Running VASP

This tutorial will get you started with the basics of running VASP on NSCs clusters. Here, we will use the Triolith system, but following the same steps works on Gamma as well.

Checklist

In order to run VASP at NSC, you need to have

  • A computer time allocation on the cluster. This means that you need to be a member of an existing compute project, or apply for one yourself. This process is further described under Applying for a new project.
  • A user account on a cluster, so that you can log in using SSH. If you are a member of a project, you can request an account.
  • A software license for VASP, as it is not free software. Each license only allows a certain number of named people to use the software. Your name needs to be on the list of a license. If you are Ph.D student, we suggest that you check with your supervisor, most likely, they will know which VASP license you are covered by.

Log in to Triolith

The first step is to log in to Triolith. On a Mac or Linux machine, you start by opening a terminal window and initatiating a connection with the ssh program. On Windows, you could use a program like "PuTTY" to connect using ssh.

$ ssh x_username@triolith.nsc.liu.se

The welcome message is then displayed and you are logged in to the so-called "login node" of the cluster. This is the place where you prepare your calculations and send jobs to the compute nodes. Please note that you share this node with all the other users logged into Triolith at that moment, and it is only a single server, so you cannot (and should not try to) run any real calculations on this server.
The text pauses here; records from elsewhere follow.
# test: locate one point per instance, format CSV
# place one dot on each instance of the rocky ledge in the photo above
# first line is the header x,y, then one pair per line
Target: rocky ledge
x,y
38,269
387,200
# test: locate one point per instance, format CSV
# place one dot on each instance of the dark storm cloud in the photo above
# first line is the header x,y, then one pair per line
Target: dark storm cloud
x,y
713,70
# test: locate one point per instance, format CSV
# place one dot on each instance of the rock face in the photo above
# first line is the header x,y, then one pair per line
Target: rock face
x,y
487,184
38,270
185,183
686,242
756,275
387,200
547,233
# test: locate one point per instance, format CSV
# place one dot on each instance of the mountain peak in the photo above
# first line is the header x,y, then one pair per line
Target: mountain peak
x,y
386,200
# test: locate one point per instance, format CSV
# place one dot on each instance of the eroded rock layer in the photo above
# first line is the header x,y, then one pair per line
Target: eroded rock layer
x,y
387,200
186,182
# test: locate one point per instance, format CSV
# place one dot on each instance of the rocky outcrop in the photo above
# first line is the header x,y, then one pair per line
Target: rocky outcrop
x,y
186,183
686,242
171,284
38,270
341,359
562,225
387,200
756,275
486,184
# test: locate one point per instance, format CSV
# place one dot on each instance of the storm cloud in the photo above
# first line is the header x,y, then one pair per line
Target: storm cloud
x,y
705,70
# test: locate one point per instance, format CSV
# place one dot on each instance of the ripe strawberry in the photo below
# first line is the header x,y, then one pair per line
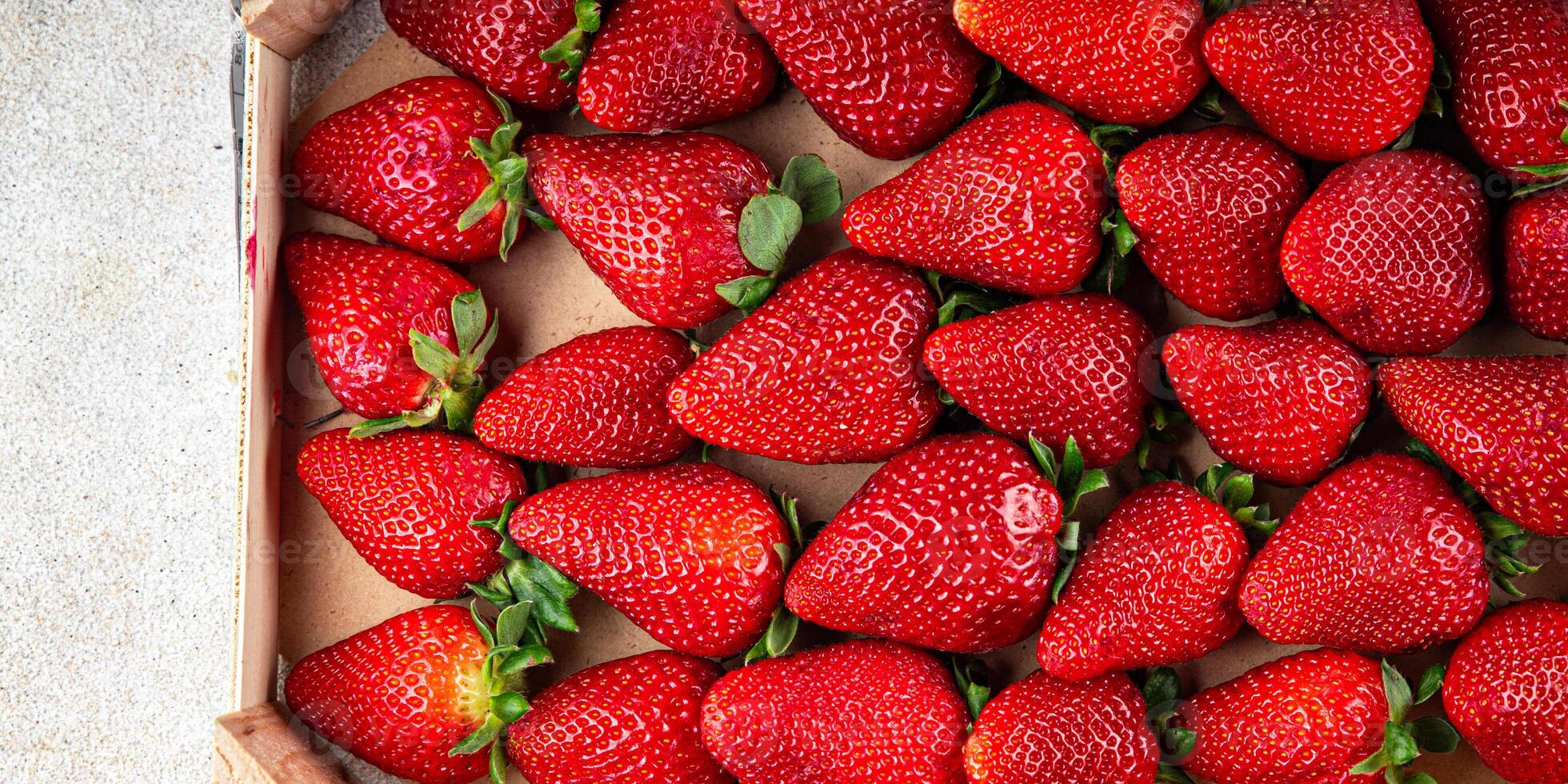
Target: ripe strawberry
x,y
1048,730
596,400
1535,246
1506,692
361,305
1012,201
1393,253
1134,62
1053,369
1211,209
406,501
1510,80
1282,398
888,78
635,718
413,165
687,552
1330,78
666,65
855,710
1499,422
965,518
826,370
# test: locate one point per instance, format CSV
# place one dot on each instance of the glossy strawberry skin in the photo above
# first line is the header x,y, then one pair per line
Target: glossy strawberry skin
x,y
400,695
359,302
1330,78
596,400
1393,251
1305,718
826,370
1211,209
1053,369
888,78
1535,246
654,217
405,501
666,65
496,42
1378,557
687,552
1507,692
1509,78
1154,587
635,718
1134,62
949,546
1280,398
398,163
1498,422
855,710
1012,199
1050,730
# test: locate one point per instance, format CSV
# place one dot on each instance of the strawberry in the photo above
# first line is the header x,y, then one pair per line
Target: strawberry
x,y
635,718
1210,210
826,370
380,323
1499,422
1510,80
666,65
1393,253
1048,730
596,400
1012,201
855,710
406,501
1053,369
1380,557
687,552
1134,62
1282,398
965,518
1330,78
1504,692
1535,246
888,78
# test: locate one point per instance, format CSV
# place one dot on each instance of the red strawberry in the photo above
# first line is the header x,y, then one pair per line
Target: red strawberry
x,y
1211,209
1280,398
1048,730
1012,201
687,552
1382,557
596,400
406,501
413,165
635,718
1535,245
1131,62
1510,80
1507,692
857,710
947,546
1053,369
890,78
362,302
823,372
1393,253
666,65
1330,78
1499,422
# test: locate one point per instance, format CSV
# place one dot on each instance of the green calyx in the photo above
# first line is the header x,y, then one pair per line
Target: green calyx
x,y
457,388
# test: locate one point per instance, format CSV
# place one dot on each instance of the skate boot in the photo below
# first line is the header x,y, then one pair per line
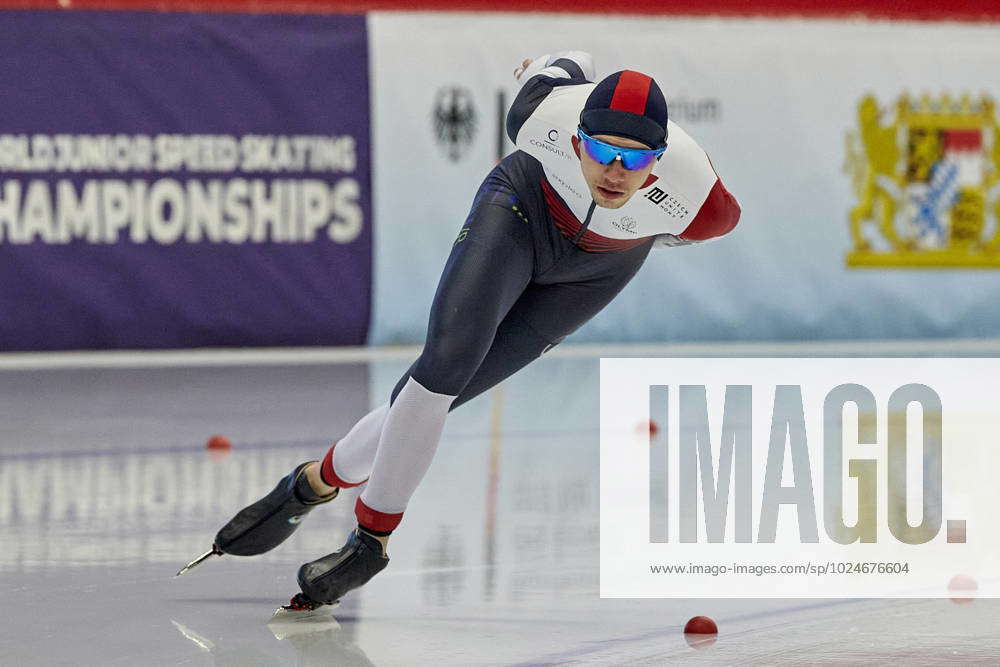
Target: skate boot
x,y
326,580
268,522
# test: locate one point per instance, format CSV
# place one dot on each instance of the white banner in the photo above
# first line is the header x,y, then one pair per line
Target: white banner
x,y
779,105
800,478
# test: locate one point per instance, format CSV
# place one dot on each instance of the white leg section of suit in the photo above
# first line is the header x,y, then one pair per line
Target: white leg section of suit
x,y
410,437
354,454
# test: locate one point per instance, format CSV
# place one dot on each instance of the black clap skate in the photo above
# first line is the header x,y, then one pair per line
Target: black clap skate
x,y
265,524
326,580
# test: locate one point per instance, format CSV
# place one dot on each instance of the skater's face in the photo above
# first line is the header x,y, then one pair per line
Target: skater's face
x,y
612,185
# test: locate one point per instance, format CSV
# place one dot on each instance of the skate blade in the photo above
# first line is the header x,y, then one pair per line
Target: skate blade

Last login: Thu Jul  2 11:21:20 2015 from ...
Welcome to Triolith!

PLEASE READ THE USER GUIDE: http://www.nsc.liu.se/systems/triolith/

Note: Triolith has two login nodes, triolith1 and triolith2. If this
one is unavailable you can try the other one ("ssh triolith2.nsc.liu.se").

//NSC Support <support@nsc.liu.se>
[x_username@triolith1 ~]$ 

I would recommend that the first command you run is projinfo -C, which shows the status of the projects that you are a member of.

[x_username@triolith1 ~]$ projinfo -C
You are a member of 1 active project.

SNIC 2016/XX-YY
═══════════════
Principal Investigator (PI):   Firstname Lastname
Project storage directory:     /proj/directory
Slurm account:                 snic2016-XX-YY
Current core time allocation:  ZZZZZ h/month

If you are not a member of any project, you cannot run any calculations on Triolith. projinfo will in that case tell you that you are not a member of any active project.

Preparing input files

Before setting up a new calculation, you need to determine where to store the input and output files. You have several options:

  • Your private Unix home directory /home/x_username.
  • A shared storage area usually shared with all the other project members, usually located under /proj/[projectname]/username/.
  • The possibility of using the local hard drives of the compute nodes while a job is running.

The shared project storage is located on a high-performance clustered file system, so that is what where we typically recommend that you store your ongoing calculations. If you do not know where your project storage is located, you can try running the snicquota command, it will show how much you can store, and also the name of your project storage directory. The project storage is fully described in the storage documentation.

In this tutorial, we will try an example from the VASP web page, a CO molecule on a Ni (111) surface. After having moved to the project directory, we download the archived input files and decompress them:

$ cd /proj/[projectname]/username
$ wget http://www.vasp.at/vasp-workshop/examples/3_5_COonNi111_rel.tgz
$ tar 3_5_COonNi111_rel.tgz
$ cd 3_5_COonNi111_rel.tgz
$ ls
INCAR  KPOINTS  POSCAR  POTCAR

You should find the 4 required input files for VASP: INCAR, KPOINTS, POSCAR, and POTCAR. Now to run, we only need to request a compute node and invoke the actual VASP program.

Finding the VASP binaries

There are two ways to get hold of the VASP program: you either download the source code for the VASP program and compile it yourself on the cluster, or you use the preinstalled binaries that are available in the directory /software/apps/vasp/ on the clusters. Please note that in order to use NSC binaries of VASP, you need to tell us about your VASP license. We have a page describing how that procedure works.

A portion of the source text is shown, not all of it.